@agentica/benchmark
Benchmark program of @agentica
about function selecting.
@agentica/core
is the simplest Agentic AI library specialized in LLM Function Calling. And in the function calling process, as @agentica/core
does not failed on the arguments composition step due to its validation feedback strategy, the most import part for @agentica/core
users is the function selecting.
@agentica/benchmark
is the benchmark tool measuring the function selecting quality. Here is an example report generated by @agentica/benchmark
measuring function calling’s selection quality of “Shopping Mall” scenario. Below measured benchmark scenario is exactly same with the recorded video, and you can find that every function calling has succeeded without any error.
In actually, below shopping mall backend also has incrased its AX (Agent Experience, accuracy of the function selecting) by repeating re-writing description comments of the API operations, and measuring its benchmark result with @agentica/benchmark
.
- Benchmark Report:
@wrtnlabs/agentica/test/examples/benchmarks/select
- Swagger Document: https://shopping-be.wrtn.ai/editor 
- Repository: https://github.com/samchon/shopping-backend 
Select Benchmark
Pseudo Code
import {
AgenticaSelectBenchmark,
IAgenticaSelectBenchmarkScenario
} from "@agentica/benchmark";
import { Agentica } from "@agentica/core";
const agent = new Agentica({ ... });
const benchmark = new AgenticaSelectBenchmark({
agent,
config: {
repeat: 4,
simultaneous: 100,
},
scenarios: [...] satisfies IAgenticaSelectBenchmarkScenario[],
});
await benchmark.execute();
const docs: Record<string, string> = benchmark.report();
await archiveReport(docs);
Call AgenticaSelectBenchmark.execute()
and AgenticaSelectBenchmark.report()
functions.
You can measure function selecting benchmark by AgenticaSelectBenchmark
class.
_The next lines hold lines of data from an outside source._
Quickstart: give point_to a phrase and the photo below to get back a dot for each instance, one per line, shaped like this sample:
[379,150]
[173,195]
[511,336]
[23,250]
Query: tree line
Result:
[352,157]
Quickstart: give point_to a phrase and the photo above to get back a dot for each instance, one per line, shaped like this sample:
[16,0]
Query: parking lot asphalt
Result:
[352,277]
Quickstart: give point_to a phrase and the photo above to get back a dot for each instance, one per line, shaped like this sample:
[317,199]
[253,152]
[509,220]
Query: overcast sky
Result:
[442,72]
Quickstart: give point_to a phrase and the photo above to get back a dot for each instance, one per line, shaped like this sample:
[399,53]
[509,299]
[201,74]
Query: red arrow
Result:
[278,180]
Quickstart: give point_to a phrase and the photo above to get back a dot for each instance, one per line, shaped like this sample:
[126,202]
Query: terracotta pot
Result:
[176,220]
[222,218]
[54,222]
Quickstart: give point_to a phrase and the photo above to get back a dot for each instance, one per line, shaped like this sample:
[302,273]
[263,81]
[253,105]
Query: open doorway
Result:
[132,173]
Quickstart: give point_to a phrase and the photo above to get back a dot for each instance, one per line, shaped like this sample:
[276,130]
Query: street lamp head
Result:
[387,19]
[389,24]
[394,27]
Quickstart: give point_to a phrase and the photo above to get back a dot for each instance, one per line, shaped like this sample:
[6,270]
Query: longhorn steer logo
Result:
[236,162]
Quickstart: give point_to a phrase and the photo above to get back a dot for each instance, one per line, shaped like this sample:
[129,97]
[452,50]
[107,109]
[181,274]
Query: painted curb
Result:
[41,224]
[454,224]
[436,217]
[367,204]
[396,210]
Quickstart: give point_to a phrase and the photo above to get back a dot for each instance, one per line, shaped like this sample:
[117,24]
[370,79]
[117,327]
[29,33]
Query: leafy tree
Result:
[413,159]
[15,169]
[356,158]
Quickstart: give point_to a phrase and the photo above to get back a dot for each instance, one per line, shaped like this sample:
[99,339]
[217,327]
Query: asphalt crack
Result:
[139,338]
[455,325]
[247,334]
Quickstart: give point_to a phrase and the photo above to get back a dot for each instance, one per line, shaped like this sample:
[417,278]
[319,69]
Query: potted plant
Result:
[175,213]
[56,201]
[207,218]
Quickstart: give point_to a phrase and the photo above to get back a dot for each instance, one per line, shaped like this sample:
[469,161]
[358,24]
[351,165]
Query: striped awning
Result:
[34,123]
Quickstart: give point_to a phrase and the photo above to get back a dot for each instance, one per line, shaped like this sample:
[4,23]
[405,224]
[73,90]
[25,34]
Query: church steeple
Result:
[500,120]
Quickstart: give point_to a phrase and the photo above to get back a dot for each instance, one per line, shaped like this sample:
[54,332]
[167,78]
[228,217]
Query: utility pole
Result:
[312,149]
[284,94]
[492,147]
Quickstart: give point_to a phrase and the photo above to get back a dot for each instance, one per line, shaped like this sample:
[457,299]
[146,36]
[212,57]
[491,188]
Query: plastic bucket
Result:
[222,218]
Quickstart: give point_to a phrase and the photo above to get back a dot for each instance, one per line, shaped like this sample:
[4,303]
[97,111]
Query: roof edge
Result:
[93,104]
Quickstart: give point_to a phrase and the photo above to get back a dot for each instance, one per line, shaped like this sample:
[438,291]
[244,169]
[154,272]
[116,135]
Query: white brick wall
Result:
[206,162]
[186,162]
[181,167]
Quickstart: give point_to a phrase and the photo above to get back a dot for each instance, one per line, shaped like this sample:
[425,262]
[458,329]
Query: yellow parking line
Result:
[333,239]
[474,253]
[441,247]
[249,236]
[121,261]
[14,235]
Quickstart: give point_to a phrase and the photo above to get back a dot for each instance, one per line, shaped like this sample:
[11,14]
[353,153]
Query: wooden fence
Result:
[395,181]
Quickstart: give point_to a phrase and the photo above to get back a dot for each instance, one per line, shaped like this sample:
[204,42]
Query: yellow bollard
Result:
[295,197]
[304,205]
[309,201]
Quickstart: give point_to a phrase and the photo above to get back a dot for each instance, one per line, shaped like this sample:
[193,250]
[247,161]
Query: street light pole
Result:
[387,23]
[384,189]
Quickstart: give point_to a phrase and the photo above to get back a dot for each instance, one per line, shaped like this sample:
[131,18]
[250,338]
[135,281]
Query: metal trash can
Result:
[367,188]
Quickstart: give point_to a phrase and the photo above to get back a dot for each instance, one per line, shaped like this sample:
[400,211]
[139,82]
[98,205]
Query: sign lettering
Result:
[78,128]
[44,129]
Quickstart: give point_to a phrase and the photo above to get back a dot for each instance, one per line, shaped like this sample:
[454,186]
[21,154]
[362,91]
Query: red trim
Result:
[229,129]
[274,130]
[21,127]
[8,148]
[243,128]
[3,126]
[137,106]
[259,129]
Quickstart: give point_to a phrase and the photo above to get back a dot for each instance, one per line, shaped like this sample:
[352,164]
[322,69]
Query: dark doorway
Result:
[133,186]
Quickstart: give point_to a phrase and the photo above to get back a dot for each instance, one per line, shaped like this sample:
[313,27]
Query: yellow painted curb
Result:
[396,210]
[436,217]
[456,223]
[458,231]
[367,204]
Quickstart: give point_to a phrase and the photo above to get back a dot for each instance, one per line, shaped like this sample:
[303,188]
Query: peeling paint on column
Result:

Create its instance with Agentica
typed instance. You can customize some configurations when creating the AgenticaSelectBenchmark
instance. The configuration property repeat
means a repeating count for the benchmark execution for each scenario, and the simultaneous
property means a simultaneous count for the parallel benchmark execution.
When you call the AgenticaSelectBenchmark.execute()
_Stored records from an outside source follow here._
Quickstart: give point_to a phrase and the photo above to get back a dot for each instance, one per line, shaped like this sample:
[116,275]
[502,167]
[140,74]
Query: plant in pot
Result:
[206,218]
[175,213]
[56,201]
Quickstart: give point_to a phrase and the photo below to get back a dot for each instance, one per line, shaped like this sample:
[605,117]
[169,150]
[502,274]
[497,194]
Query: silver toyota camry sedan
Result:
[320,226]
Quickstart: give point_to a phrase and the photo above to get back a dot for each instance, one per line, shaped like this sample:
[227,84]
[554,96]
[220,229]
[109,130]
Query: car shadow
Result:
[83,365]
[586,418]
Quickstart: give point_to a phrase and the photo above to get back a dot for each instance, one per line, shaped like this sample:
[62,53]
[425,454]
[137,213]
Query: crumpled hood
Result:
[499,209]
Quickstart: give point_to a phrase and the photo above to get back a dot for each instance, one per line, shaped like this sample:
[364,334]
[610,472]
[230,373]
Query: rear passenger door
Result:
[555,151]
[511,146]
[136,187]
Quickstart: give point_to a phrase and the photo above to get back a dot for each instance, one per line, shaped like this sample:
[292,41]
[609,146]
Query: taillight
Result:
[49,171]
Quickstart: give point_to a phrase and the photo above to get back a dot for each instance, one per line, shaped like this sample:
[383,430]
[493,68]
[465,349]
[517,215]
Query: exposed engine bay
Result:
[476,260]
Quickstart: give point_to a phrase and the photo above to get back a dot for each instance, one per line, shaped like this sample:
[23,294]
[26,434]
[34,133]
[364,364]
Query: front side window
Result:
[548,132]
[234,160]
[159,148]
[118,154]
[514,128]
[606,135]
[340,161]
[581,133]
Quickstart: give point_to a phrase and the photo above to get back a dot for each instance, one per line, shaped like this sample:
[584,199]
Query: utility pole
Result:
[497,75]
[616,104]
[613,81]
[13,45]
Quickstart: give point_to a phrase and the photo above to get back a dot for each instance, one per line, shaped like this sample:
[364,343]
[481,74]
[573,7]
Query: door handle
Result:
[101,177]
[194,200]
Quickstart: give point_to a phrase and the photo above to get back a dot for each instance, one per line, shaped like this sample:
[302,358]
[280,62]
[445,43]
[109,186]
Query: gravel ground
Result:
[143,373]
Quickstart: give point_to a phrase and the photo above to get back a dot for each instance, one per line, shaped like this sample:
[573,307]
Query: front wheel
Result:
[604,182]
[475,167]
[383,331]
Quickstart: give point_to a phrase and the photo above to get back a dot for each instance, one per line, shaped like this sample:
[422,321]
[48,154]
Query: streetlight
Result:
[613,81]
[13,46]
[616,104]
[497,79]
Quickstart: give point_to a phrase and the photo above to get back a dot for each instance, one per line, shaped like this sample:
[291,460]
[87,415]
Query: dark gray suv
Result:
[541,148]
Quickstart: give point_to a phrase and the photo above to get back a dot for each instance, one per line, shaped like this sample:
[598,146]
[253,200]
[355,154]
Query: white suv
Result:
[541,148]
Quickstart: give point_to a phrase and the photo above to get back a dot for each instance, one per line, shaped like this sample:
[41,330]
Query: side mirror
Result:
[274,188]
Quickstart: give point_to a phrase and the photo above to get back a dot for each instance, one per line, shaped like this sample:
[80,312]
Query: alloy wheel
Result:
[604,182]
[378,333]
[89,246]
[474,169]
function after construction, the benchmark will be executed. If you’ve provided a lot of scenarios or configured huge repeating counts, it may consume a lot of time. To trace progress of the benchmark, you can pass a callback function as the argument of the listener
parameter.
After the benchmark, you can get its report by calling the AgenticaSelectBenchmark.report()
function. The report will be returned as a dictionary object of the markdown reporting files. The key of the dictionary would be the file name with its relative location path, and the value would be the markdown content.
- Report Example:
@wrtnlabs/agentica/test/examples/benchmarks/select
Benchmark Scenario
undefined
/**
* Scenario of function selection.
*
* `IAgenticaSelectBenchmarkScenario` is a data structure which
* represents a function selection benchmark scenario. It contains two
* properties; {@linkk text} and {@link operations}.
*
* The {@link text} means the conversation text from the user, and
* the other {@link operations} are the expected operations that
* should be selected by the `selector` agent through the {@link text}
* conversation.
*
* @author Samchon
*/
export interface IAgenticaSelectBenchmarkScenario<
Model extends ILlmSchema.Model,
> {
/**
* Name of the scenario.
*
* It must be unique within the benchmark scenarios.
*/
name: string;
/**
* The prompt text from user.
*/
text: string;
/**
* Expected function selection sequence.
*
* Sequence of operations (API operation or class function) that
* should be selected by the `selector` agent from the user's
* {@link text} conversation for the LLM (Large Language Model)
* function selection.
*/
expected: IAgenticaBenchmarkExpected<Model>;
}
No more feature?
@agentica/benchmark
already supporting function calling’s execution benchmark feature. However, as @agentica/benchmark
is not providing multi-turn benchmark, the benchmark scenario must be constructed by only one conversation text, so it is not enough to measure the function calling’s quality.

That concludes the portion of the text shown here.